What topics should I include in my pitch deck?
Every pitch should be a clear, complete and simple story. It should have a beginning — the problem identified — and an end, how much money will be needed to solve it. Chances are there is a lot of information you want to share in between these point, but don’t. There is no plot to this story, just a beginning and an end. Sharing too much information turns your pitch into noise and will change the focus of the real story you are trying to tell. You want your pitch to make sense and should be a maximum of 15 slides including the following topics (at least) in any order that flows for your story:
- Market Opportunity
- Problem definition
- Solution that you are building or have built
- Distribution and Marketing—Do you have traction; how to build traction?
- Business model and financials investment requirement
These topics should be broken down into five blocks
- The Team
- The Problem
- The Solution
- The Market
- The Financials
Ask yourself the following questions, because investors sure will be, to know exactly what you should include in your story.
Is your team committed, on-board, and performing?
You may have the next Steve Jobs as your co-founder, but it is important that every team member is completely dedicated and delivering. You want a team that is with you before you even get a cent from anyone. It shows that they are just as passionate as you about the company and are confident that your product will succeed. If you cannot convince a group of your peers that you have the next best thing, there is no way investors will be on your page. Most importantly, you must prove and validate that your team will deliver.
Is the market large and growing?
It is important you can name the market and have trustworthy numbers because nobody wants to gamble in a stale, shrinking market.
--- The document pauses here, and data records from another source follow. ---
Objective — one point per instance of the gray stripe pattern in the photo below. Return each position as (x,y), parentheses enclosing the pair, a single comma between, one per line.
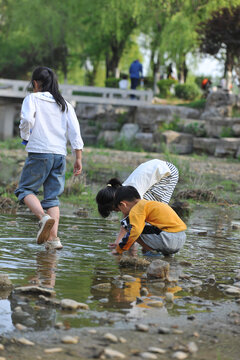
(162,191)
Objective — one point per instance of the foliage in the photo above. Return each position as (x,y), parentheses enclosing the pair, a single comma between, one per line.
(187,91)
(112,82)
(164,86)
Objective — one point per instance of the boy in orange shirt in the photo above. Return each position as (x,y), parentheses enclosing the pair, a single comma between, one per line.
(164,231)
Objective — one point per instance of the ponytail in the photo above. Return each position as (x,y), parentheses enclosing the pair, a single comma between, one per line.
(48,82)
(106,197)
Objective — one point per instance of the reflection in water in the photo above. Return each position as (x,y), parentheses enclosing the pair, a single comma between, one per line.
(212,247)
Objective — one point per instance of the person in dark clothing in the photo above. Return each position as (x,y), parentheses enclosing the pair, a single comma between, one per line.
(136,73)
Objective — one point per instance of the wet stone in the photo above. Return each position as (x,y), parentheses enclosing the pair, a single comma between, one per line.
(142,327)
(111,337)
(148,355)
(112,354)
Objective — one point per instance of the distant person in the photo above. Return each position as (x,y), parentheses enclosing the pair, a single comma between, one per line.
(136,74)
(164,231)
(47,122)
(123,83)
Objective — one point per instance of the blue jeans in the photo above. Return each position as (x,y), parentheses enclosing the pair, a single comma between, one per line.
(47,170)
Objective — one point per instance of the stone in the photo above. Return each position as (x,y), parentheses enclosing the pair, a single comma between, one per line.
(156,350)
(142,327)
(158,269)
(24,341)
(181,143)
(113,354)
(148,355)
(205,145)
(35,290)
(53,350)
(128,131)
(111,337)
(179,355)
(5,282)
(69,340)
(68,304)
(105,287)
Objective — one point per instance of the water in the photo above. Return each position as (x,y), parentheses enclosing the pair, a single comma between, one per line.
(212,247)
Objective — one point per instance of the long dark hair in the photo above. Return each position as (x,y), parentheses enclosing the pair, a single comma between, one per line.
(106,197)
(48,82)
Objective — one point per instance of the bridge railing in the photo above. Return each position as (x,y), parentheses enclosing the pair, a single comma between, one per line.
(89,94)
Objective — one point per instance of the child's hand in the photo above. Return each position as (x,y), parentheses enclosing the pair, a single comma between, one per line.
(114,252)
(112,245)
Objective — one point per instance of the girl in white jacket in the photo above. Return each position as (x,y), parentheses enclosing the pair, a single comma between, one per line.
(47,122)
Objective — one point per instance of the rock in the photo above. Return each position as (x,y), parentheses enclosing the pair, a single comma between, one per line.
(53,350)
(135,262)
(192,347)
(156,350)
(148,355)
(24,341)
(68,304)
(169,297)
(49,301)
(156,304)
(21,327)
(35,290)
(5,282)
(106,287)
(179,355)
(113,354)
(128,278)
(144,292)
(128,131)
(142,327)
(111,337)
(69,339)
(158,269)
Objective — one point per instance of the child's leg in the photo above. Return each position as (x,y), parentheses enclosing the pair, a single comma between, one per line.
(32,202)
(54,212)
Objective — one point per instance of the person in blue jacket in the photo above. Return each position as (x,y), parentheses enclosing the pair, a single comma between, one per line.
(136,73)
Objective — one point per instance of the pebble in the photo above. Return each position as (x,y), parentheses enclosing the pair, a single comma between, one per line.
(21,327)
(110,337)
(156,350)
(144,292)
(122,340)
(164,330)
(192,347)
(142,327)
(53,350)
(128,278)
(111,354)
(102,287)
(169,297)
(70,340)
(148,355)
(180,355)
(69,304)
(24,341)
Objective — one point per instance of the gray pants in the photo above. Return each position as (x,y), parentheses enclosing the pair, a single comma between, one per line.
(167,243)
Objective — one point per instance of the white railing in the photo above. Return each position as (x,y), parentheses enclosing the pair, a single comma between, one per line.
(85,94)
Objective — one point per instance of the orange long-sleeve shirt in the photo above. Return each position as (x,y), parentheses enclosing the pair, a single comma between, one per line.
(155,213)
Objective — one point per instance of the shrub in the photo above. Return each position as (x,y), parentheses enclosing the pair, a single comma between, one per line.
(187,91)
(164,86)
(112,82)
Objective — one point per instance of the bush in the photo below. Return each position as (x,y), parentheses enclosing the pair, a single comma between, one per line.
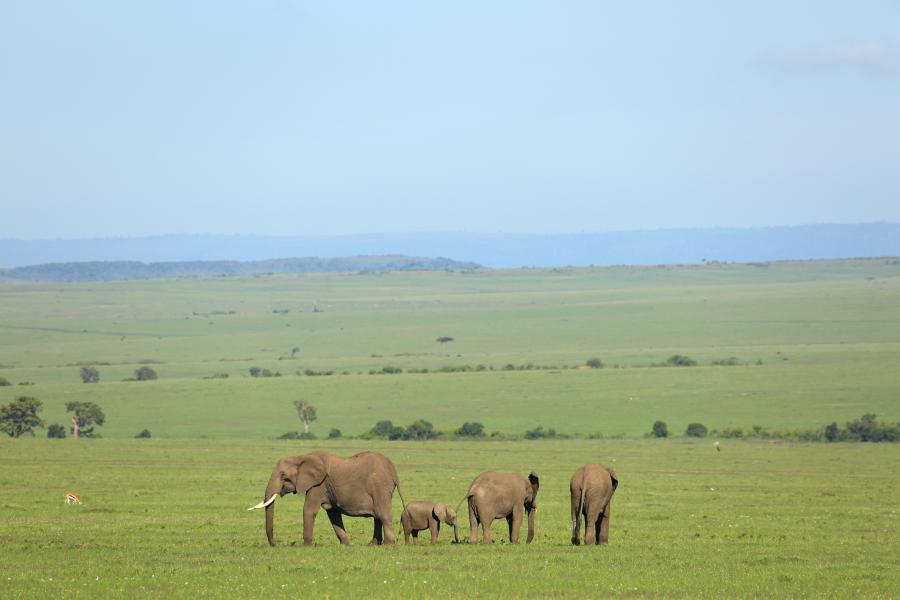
(696,430)
(56,431)
(297,435)
(660,429)
(470,430)
(539,433)
(679,360)
(89,375)
(145,374)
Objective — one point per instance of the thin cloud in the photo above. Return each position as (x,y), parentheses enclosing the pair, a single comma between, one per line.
(866,56)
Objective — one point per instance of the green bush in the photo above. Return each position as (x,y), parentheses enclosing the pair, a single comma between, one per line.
(660,429)
(696,430)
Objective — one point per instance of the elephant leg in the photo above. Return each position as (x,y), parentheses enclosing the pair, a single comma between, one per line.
(377,534)
(310,510)
(337,522)
(515,524)
(474,521)
(604,526)
(435,527)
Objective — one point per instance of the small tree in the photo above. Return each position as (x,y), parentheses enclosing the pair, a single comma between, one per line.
(56,431)
(145,373)
(470,430)
(696,430)
(306,412)
(86,415)
(90,375)
(20,417)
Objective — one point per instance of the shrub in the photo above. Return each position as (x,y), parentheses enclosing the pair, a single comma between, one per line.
(696,430)
(297,435)
(89,375)
(470,430)
(56,431)
(660,429)
(679,360)
(145,373)
(539,433)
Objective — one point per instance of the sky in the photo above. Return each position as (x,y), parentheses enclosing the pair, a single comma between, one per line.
(285,117)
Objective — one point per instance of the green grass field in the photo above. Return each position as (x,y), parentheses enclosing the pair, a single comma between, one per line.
(815,341)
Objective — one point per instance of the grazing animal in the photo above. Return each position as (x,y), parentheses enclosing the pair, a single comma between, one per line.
(502,496)
(359,486)
(592,487)
(425,514)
Growth should be expressed in terms of CAGR It is better to have numbers you have found on your own through speaking with clients/potential clients, conducting a survey etc.
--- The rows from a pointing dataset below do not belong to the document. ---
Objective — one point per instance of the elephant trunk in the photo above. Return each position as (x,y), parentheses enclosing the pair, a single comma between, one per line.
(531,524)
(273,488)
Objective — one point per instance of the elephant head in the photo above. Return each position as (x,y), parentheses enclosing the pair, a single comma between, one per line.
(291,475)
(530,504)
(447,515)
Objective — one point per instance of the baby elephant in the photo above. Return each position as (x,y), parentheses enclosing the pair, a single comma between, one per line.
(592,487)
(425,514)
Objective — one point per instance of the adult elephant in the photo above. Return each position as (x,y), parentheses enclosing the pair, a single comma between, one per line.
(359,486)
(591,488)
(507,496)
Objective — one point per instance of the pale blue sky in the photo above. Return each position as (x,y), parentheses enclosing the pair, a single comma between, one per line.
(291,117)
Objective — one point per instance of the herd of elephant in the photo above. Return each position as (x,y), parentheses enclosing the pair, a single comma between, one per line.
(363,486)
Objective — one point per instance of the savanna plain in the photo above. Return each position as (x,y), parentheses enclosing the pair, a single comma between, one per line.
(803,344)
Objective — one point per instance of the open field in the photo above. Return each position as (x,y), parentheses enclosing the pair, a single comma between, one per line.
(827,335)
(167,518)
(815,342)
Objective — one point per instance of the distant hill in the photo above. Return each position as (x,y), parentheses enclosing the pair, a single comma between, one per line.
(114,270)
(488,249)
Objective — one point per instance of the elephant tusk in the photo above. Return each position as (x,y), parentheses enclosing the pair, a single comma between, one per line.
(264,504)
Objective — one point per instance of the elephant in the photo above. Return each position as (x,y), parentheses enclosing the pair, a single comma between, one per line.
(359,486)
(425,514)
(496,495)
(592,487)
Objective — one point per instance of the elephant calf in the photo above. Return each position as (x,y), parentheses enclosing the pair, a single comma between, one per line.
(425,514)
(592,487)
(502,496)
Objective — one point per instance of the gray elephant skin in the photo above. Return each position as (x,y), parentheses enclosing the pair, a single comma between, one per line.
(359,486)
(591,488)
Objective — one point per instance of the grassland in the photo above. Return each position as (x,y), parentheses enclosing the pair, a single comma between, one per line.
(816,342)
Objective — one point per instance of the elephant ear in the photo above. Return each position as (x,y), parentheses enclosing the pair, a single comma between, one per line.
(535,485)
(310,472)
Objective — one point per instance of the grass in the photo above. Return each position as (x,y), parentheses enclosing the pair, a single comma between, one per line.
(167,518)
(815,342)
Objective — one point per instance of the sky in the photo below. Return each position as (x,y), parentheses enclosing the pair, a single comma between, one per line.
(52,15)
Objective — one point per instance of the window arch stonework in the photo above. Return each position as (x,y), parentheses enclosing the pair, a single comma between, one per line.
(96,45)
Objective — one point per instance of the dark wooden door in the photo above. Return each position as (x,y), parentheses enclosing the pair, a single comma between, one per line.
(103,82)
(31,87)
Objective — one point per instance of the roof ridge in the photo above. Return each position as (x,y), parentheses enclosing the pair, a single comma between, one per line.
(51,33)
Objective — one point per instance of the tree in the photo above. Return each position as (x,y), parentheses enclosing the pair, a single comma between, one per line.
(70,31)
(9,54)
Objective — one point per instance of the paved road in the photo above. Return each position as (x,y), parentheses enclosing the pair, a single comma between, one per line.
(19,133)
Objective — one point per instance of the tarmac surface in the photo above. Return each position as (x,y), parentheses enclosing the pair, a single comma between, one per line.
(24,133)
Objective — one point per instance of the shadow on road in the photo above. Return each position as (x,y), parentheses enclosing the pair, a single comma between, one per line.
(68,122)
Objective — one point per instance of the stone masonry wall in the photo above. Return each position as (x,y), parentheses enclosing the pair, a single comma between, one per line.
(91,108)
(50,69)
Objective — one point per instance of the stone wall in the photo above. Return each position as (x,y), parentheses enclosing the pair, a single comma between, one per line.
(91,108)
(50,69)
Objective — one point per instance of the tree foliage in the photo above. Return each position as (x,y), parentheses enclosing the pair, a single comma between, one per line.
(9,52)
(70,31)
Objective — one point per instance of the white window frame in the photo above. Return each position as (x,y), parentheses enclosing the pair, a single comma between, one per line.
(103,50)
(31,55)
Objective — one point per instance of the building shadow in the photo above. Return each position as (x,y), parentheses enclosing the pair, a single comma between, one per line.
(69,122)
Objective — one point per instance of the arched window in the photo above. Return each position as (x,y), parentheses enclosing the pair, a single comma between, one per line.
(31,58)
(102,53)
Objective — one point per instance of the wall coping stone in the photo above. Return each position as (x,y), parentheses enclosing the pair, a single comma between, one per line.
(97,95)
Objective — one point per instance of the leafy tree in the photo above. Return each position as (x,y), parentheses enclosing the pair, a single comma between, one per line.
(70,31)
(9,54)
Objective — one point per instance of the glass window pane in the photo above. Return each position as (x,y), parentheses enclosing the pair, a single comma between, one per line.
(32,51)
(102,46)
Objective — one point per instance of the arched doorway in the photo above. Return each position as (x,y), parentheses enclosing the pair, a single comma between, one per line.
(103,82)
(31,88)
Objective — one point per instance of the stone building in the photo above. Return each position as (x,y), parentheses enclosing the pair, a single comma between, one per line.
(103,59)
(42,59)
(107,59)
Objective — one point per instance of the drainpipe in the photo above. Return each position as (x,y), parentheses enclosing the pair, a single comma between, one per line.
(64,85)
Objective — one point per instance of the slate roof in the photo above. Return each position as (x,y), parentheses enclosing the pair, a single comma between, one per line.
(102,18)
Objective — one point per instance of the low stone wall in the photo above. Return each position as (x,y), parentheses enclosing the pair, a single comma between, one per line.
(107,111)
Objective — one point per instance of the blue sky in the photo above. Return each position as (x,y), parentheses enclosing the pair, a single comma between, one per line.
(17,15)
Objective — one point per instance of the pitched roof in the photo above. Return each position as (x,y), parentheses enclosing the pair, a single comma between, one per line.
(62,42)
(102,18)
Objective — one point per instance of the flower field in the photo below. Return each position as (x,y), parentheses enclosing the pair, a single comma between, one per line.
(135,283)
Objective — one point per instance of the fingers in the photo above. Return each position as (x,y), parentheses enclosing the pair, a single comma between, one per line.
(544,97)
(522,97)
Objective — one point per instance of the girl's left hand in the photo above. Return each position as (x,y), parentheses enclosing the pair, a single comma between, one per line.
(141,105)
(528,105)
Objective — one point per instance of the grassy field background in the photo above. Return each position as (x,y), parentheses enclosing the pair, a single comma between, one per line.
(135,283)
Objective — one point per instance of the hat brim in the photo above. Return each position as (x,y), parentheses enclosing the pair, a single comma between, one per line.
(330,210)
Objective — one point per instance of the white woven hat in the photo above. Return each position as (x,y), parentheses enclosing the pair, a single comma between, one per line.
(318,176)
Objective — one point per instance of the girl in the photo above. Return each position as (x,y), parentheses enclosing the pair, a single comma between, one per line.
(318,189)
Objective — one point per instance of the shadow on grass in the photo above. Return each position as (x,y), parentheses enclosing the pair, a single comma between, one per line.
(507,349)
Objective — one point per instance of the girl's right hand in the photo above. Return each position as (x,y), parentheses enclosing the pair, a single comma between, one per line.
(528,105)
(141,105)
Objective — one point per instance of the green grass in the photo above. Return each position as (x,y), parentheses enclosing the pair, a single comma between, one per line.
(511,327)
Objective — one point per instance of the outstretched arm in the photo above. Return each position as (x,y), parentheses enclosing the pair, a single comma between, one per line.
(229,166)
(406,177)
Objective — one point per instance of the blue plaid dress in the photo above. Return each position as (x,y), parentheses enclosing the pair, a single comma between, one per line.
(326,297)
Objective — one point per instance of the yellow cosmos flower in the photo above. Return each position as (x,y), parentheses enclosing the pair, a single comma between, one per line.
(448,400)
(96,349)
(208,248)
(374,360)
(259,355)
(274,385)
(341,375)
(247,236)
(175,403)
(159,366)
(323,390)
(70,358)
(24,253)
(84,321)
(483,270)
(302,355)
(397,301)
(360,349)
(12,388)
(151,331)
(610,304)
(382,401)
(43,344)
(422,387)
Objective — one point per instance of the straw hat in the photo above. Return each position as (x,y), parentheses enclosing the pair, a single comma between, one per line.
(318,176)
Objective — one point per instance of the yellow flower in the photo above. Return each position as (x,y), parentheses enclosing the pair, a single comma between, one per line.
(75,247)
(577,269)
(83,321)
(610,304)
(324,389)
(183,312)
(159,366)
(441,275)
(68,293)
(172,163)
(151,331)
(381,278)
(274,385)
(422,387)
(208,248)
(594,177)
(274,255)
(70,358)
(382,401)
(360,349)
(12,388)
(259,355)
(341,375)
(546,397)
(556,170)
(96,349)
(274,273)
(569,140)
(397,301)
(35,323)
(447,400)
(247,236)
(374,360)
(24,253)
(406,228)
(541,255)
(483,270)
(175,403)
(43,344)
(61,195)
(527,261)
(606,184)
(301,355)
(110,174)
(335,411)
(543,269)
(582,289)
Do you actually solve a problem or are you looking to find a problem?
A solution without a clearly defined problem is a red flag for investors. Knowing the ins and outs of your problem is going to help you find your target market and define your market potential. When you are pitching this part of your deck, the audience should be engaged and confirming what you are saying. If this is not happening and you are getting blank stares, you should be concerned.
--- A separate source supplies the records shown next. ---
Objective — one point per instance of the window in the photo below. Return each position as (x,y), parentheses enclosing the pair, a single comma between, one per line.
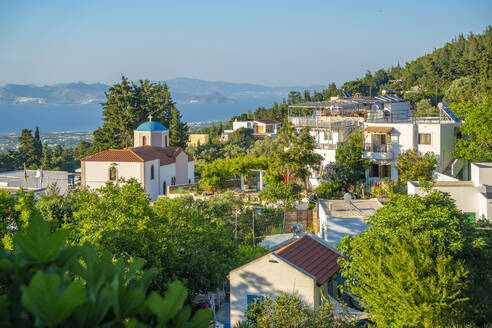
(253,299)
(379,171)
(424,139)
(471,216)
(373,171)
(112,173)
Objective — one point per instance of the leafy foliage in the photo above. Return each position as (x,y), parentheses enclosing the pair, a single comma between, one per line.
(477,130)
(414,265)
(45,283)
(129,104)
(289,311)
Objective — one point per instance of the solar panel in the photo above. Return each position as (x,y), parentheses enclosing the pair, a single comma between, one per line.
(450,114)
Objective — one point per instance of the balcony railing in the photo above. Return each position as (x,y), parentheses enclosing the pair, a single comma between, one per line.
(379,148)
(327,146)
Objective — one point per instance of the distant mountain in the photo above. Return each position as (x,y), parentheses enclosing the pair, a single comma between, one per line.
(70,93)
(183,90)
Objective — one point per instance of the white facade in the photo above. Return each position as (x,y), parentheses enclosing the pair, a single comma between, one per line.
(96,174)
(260,128)
(154,164)
(437,137)
(268,276)
(472,197)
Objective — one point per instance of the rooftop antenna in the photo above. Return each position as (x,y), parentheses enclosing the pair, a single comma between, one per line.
(297,229)
(347,198)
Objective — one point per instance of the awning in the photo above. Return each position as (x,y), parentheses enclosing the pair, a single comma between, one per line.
(378,129)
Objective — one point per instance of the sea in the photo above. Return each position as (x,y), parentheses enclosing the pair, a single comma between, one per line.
(51,118)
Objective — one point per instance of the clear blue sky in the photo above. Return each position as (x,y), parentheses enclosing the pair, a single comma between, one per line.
(267,42)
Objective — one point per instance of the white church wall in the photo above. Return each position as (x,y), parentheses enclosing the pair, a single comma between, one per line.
(182,168)
(167,172)
(152,185)
(97,173)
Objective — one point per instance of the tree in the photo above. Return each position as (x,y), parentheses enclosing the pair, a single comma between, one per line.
(178,131)
(415,264)
(462,90)
(38,145)
(27,150)
(45,283)
(129,104)
(285,193)
(289,311)
(241,137)
(202,251)
(476,143)
(414,166)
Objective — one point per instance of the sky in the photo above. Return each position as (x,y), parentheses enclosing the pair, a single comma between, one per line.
(277,43)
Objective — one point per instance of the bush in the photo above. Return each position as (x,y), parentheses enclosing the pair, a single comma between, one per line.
(45,283)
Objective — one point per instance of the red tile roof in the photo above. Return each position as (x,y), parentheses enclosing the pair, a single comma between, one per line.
(312,256)
(165,155)
(267,121)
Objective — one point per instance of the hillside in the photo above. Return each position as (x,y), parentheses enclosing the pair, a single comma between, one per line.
(183,90)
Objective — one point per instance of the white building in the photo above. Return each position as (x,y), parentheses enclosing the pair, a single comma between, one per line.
(473,197)
(385,141)
(388,129)
(305,266)
(152,162)
(37,180)
(261,128)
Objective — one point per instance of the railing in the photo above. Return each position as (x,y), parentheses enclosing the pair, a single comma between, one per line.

Do I need to bring my product or demo?
Yes. Whether this is the actual product, or a mockup—you must show it! Here are some tips: If you don’t have traction, show the product; if you don’t have the product, show a demo or prototype; if you don’t have the prototype or demo, show mockups; if you don’t have mockups, make sure you are extremely prepared! Your product or demo should be shown when you explain the problem and start explaining the solution. Use your co-founder to click through the slides while you are showing the product, or vice versa.
Does your solution sound credible? You must show that you have tested the solution you are giving them. And more importantly, that you have tested the possible adoption of your solution by your customer.
What is your lead time on the competition?
Depending on the industry, this is going to vary. If your product is patentable, then you already have an advantage. You want to make sure you know your competition and that your lead time and business model are disruptive enough, that your immediate competition will not be able to keep up.
How will you get your product distributed?
The chance that your distribution tactics will get you a huge number of followers overnight is slim to none. This slide should give the investors the sense that you know how distribution models work and you are more than capable of choosing the right one. Many people struggle with this part of the pitch deck, and in the presentation this time will most likely be more of a discussion, moderated by you, where it is necessary you write down every word and suggestion said.
How will you make money or reach mass adoption?
More often than not, you will not be making money as projected in your first business model. You want to explain your assumptions, be very honest, transparent, and take criticism. You should have your model written out to where you have given yourself room to make changes and want to show that you are willing to.
Can you execute?
Say what you do, do what you say. If you tell investors you will have something done by the next meeting—have it done, otherwise you will not be taken seriously and you have failed.
Want To Learn More?
Download our free Raising Capital from Angel Investors eBook.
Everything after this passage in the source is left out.